Dad was always telling me to think. Think ahead. Think. Think, Diane. But it was Mom’s struggles, her conflicts, and her love that made whatever ability I have to think possible. She supported choices that created experiences that expanded my life. As a girl, Mom, like me, had vague grandiose aspirations, but, unlike me, no one helped her expand on them; no one could. It was the poverty of the Depression, not the fabulous fifties. It was Dorothy and Beulah. Then it became Dorothy and Diane.
10
THIS ISN’T SOMETIMES,
THIS IS ALWAYS
Jack Hall’s Right Shoe
In the middle of the Godfather III shoot in Rome, I gave Al an ultimatum: Marry me, or at least commit to the possibility. We broke up, got back together, and went on to spend another year implementing ou
r predictable pattern of breakups. Poor Al, he never wanted it. Poor me, I never stopped insisting. Thinking back on my motives makes me wonder why the rewards of reality kept losing out to the lure of fantasy.

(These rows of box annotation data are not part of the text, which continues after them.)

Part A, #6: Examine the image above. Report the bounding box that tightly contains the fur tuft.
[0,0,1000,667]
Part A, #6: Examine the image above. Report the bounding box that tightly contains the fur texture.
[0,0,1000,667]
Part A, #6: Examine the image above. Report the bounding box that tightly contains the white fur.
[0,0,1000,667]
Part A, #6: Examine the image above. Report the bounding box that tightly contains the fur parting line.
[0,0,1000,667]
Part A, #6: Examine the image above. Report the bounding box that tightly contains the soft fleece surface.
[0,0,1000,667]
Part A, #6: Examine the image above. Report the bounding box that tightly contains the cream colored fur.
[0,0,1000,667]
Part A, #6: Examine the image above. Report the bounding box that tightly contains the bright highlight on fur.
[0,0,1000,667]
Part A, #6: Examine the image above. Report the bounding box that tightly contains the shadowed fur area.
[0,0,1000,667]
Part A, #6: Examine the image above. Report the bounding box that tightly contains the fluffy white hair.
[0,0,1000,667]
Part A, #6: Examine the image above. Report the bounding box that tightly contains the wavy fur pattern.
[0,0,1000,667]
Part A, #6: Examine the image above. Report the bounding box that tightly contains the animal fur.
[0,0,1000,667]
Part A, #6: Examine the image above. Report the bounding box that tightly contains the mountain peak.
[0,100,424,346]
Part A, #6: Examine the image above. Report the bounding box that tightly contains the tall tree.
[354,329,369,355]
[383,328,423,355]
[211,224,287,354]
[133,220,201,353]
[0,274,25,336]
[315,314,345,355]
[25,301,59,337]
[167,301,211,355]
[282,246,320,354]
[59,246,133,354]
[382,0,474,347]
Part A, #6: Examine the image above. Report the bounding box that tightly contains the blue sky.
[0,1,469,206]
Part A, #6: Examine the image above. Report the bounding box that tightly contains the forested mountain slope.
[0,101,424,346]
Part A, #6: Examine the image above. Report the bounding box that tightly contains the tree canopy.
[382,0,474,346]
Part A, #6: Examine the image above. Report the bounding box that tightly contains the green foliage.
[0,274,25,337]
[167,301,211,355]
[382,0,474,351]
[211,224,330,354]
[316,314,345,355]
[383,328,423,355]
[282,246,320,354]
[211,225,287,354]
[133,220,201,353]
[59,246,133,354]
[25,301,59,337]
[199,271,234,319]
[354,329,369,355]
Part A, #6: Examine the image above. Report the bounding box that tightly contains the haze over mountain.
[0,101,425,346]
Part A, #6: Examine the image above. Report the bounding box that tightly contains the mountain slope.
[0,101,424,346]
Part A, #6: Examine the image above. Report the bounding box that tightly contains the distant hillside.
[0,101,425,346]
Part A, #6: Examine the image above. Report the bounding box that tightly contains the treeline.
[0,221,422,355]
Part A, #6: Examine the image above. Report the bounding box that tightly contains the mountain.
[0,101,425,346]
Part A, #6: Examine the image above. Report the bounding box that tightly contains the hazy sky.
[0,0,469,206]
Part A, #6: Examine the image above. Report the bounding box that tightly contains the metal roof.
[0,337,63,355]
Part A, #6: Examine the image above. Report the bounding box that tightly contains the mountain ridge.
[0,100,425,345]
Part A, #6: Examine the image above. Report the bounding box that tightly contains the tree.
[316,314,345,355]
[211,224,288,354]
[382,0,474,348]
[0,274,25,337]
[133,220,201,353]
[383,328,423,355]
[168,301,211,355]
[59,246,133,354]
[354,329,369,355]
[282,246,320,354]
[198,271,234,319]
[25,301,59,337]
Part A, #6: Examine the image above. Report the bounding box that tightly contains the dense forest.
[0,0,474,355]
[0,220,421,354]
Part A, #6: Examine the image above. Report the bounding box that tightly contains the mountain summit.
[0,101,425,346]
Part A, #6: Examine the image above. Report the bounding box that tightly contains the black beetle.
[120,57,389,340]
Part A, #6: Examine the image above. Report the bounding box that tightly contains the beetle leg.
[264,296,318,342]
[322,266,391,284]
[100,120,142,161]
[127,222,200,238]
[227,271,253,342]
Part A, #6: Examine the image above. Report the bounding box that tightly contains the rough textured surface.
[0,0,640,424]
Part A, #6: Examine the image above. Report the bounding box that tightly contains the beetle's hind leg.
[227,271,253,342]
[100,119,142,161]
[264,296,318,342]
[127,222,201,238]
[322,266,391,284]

When I look back on my failed romances, I invariably return to the memory of Jack and Dorothy dancing on a hill in Ensenada. Mom kept her mouth shut on the subject of marriage. Maybe she was afraid of revealing the dark side. We never discussed men, or what to expect from them, or how to grapple with disappointment. How could Mother offer up such advice when her own perception of men—I’ve now learned—was nothing if not muddled with contradictions? How could she bring up questions she had no answers for?
I don’t know what she was protecting. Romance maybe, but not love; not real day-to-day ordinary love with its ups and downs and compromises and demands and shortcomings. I have no idea what she thought of Warren and Al. Or of me with them. She adored Woody. He took a real interest in her creative endeavors, especially photography. As for Dad, when I asked him what he thought about men he would say, “Women love bums.” That’s all he could come up with.